James Frith, BNEF’s senior energy storage analyst and author of the report, said: “According to our forecasts, by 2030 the battery market will be worth $116 billion annually, and this doesn’t include investment in the supply chain. However, as cell and pack prices are falling, purchasers will get more value for their money than they do today.”

BNEF's report says that as we get closer to the second half of the 2020s energy density at the cell and pack level will play a growing role, as it allows for more efficient use of materials and manufacturing capacity. New technologies like silicon or lithium anodes, solid state cells and new cathode materials will be key to helping cost reductions play out.

LowCVP analysis has found that when fuel savings are included in the calculation, EVs are often already cheaper overall, over a typical three or four year ownership period, despite the initial price premium.

A separate study by US-based telematics firm, Geotab, of over 6,000 EVs found that on average EVs lose less than 2.5% of their battery capacity each year.
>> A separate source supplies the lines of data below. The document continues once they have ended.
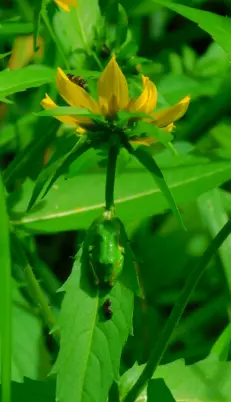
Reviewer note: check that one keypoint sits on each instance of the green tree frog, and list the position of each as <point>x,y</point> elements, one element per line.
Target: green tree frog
<point>106,255</point>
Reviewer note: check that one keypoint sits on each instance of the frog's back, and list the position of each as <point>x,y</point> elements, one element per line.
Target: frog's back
<point>108,243</point>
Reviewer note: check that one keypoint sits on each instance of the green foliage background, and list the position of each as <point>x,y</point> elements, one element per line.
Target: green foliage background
<point>51,319</point>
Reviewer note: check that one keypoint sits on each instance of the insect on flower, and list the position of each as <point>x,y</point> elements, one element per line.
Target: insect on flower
<point>78,80</point>
<point>113,97</point>
<point>108,313</point>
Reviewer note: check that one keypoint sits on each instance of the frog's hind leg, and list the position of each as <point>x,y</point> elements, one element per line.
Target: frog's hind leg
<point>96,279</point>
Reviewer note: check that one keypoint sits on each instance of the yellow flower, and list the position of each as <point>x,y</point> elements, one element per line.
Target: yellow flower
<point>113,96</point>
<point>65,4</point>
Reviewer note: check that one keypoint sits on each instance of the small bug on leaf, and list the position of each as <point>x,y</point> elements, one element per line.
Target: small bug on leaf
<point>78,80</point>
<point>108,313</point>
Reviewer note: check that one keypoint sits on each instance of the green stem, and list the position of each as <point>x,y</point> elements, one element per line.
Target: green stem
<point>5,299</point>
<point>55,39</point>
<point>175,316</point>
<point>111,171</point>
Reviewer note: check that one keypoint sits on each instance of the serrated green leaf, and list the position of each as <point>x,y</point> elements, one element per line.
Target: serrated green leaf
<point>27,335</point>
<point>91,346</point>
<point>136,195</point>
<point>54,169</point>
<point>12,81</point>
<point>143,155</point>
<point>217,26</point>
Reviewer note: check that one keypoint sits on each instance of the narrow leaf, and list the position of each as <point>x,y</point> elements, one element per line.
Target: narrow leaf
<point>12,81</point>
<point>158,390</point>
<point>54,169</point>
<point>143,155</point>
<point>5,298</point>
<point>25,159</point>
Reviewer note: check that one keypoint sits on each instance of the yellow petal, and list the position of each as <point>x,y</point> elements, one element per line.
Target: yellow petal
<point>169,128</point>
<point>47,103</point>
<point>147,141</point>
<point>64,4</point>
<point>146,102</point>
<point>112,86</point>
<point>164,117</point>
<point>73,94</point>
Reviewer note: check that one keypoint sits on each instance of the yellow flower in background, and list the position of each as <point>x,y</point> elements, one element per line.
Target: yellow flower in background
<point>65,4</point>
<point>112,97</point>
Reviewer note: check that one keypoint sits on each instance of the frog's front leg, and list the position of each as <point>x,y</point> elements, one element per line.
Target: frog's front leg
<point>96,279</point>
<point>118,266</point>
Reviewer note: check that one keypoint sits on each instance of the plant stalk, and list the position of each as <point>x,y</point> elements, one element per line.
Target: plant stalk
<point>175,316</point>
<point>55,39</point>
<point>111,171</point>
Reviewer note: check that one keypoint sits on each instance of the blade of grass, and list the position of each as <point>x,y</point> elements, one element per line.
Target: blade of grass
<point>5,299</point>
<point>55,39</point>
<point>34,288</point>
<point>175,316</point>
<point>143,155</point>
<point>215,216</point>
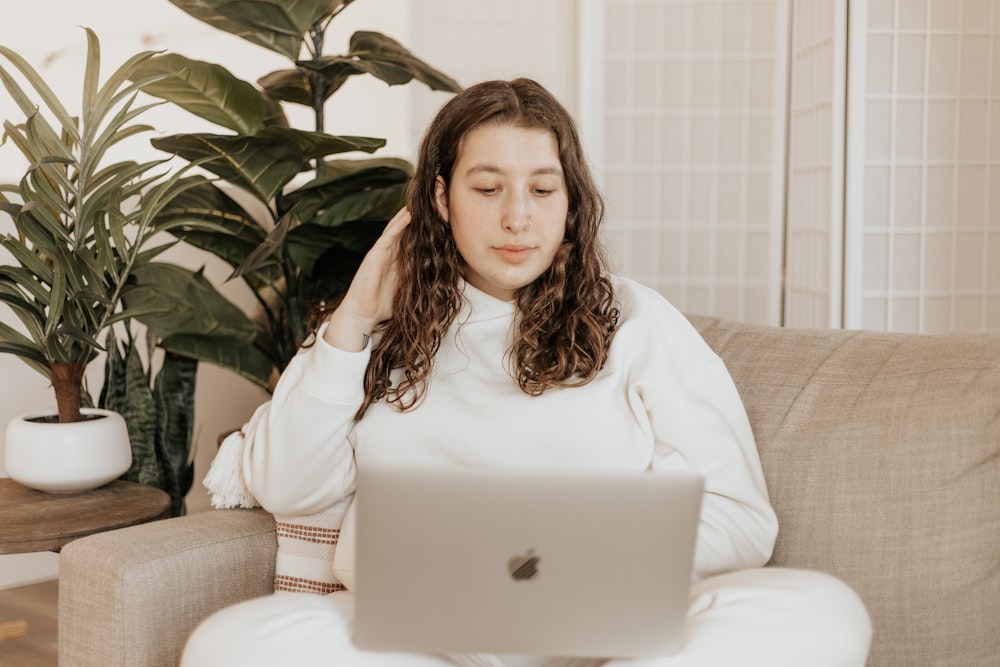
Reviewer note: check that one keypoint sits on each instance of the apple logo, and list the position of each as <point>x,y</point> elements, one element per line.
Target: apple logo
<point>523,568</point>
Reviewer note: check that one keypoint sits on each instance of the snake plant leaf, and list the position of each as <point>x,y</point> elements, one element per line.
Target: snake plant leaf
<point>138,407</point>
<point>384,58</point>
<point>319,144</point>
<point>236,355</point>
<point>260,165</point>
<point>277,25</point>
<point>173,392</point>
<point>207,90</point>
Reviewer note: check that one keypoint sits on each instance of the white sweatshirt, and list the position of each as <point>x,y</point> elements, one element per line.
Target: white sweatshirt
<point>664,400</point>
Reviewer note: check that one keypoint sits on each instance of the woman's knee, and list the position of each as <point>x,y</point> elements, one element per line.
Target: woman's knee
<point>269,629</point>
<point>796,614</point>
<point>830,613</point>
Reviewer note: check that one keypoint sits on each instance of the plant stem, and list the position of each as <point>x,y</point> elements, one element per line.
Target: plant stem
<point>318,84</point>
<point>67,381</point>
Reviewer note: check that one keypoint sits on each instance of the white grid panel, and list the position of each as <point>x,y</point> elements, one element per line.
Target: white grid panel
<point>928,237</point>
<point>693,150</point>
<point>815,181</point>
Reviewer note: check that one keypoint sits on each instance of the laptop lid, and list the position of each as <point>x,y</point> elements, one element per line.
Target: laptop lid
<point>517,561</point>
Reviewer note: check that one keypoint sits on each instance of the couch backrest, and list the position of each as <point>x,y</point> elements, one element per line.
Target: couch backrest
<point>882,458</point>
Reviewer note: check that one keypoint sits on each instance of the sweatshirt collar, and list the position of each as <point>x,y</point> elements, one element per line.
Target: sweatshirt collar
<point>481,306</point>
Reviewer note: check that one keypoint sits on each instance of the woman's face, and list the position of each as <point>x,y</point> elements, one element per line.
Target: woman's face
<point>506,206</point>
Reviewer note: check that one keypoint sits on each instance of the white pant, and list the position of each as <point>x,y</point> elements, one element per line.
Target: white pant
<point>770,616</point>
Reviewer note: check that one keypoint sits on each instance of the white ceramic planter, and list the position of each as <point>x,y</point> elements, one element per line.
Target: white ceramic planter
<point>64,458</point>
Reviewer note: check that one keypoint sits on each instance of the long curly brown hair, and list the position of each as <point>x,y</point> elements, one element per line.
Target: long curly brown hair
<point>567,317</point>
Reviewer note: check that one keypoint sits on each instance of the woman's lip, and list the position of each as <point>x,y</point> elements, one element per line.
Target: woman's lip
<point>513,252</point>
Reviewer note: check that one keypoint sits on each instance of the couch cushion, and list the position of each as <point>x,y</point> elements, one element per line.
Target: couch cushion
<point>882,457</point>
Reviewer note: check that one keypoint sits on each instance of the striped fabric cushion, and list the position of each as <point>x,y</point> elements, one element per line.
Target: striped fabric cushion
<point>306,545</point>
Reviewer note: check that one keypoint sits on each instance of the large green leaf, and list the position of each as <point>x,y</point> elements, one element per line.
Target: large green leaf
<point>231,233</point>
<point>234,354</point>
<point>261,165</point>
<point>277,25</point>
<point>173,300</point>
<point>382,57</point>
<point>319,144</point>
<point>370,192</point>
<point>307,243</point>
<point>207,90</point>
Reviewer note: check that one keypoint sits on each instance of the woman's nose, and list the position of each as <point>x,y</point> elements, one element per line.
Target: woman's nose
<point>517,213</point>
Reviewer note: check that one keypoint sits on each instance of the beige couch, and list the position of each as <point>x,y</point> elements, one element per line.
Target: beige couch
<point>882,456</point>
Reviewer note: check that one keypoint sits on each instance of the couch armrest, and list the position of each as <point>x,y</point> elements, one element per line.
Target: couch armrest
<point>131,597</point>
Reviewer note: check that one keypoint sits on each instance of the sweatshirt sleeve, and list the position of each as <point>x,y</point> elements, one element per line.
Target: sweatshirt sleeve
<point>699,424</point>
<point>301,459</point>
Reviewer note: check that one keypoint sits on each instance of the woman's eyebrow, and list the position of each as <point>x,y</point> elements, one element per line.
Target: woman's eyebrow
<point>494,169</point>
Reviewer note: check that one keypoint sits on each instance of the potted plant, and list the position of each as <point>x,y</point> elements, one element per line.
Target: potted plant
<point>84,245</point>
<point>322,215</point>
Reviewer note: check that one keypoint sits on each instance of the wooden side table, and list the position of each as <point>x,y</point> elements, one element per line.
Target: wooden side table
<point>32,521</point>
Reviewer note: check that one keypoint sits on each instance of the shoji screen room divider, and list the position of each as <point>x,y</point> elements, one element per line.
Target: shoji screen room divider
<point>808,162</point>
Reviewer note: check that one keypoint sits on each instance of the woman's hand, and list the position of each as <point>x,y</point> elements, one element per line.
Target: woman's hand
<point>369,298</point>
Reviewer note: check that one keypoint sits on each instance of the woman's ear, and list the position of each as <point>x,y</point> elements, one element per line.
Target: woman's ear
<point>441,197</point>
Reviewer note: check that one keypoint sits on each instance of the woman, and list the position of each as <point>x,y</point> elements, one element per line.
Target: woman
<point>486,307</point>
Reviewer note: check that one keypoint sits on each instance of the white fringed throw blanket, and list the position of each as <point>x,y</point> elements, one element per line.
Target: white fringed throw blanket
<point>306,544</point>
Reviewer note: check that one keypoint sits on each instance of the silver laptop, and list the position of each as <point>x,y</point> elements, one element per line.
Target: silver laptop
<point>515,561</point>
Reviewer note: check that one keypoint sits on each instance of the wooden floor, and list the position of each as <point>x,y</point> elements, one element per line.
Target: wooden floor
<point>35,604</point>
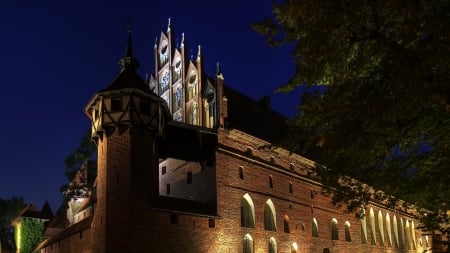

Their report explains that degradation is at its highest in the first and last stages of charging and by building in a low and high battery buffer, the condition of the cells is maintained as well as can be. whilst EV batteries will see an initial drop-off in performance, that rate of degradation slows very quickly thereafter. 

Other key findings from the Geotab survey were:

  • Liquid-cooled batteries decline slower than air-cooled ones, with the former degrading almost half as slowly in some circumstances.
  • The UK's cool climate means that we're well-placed to benefit from longer battery life as EV power packs prefer cooler temperatures.
  • Frequent DC fast charges speed up degradation, but as the input level increases, the comparative rate doesn't. More to the point, in cooler places the decline isn't as bad during DC fast charging.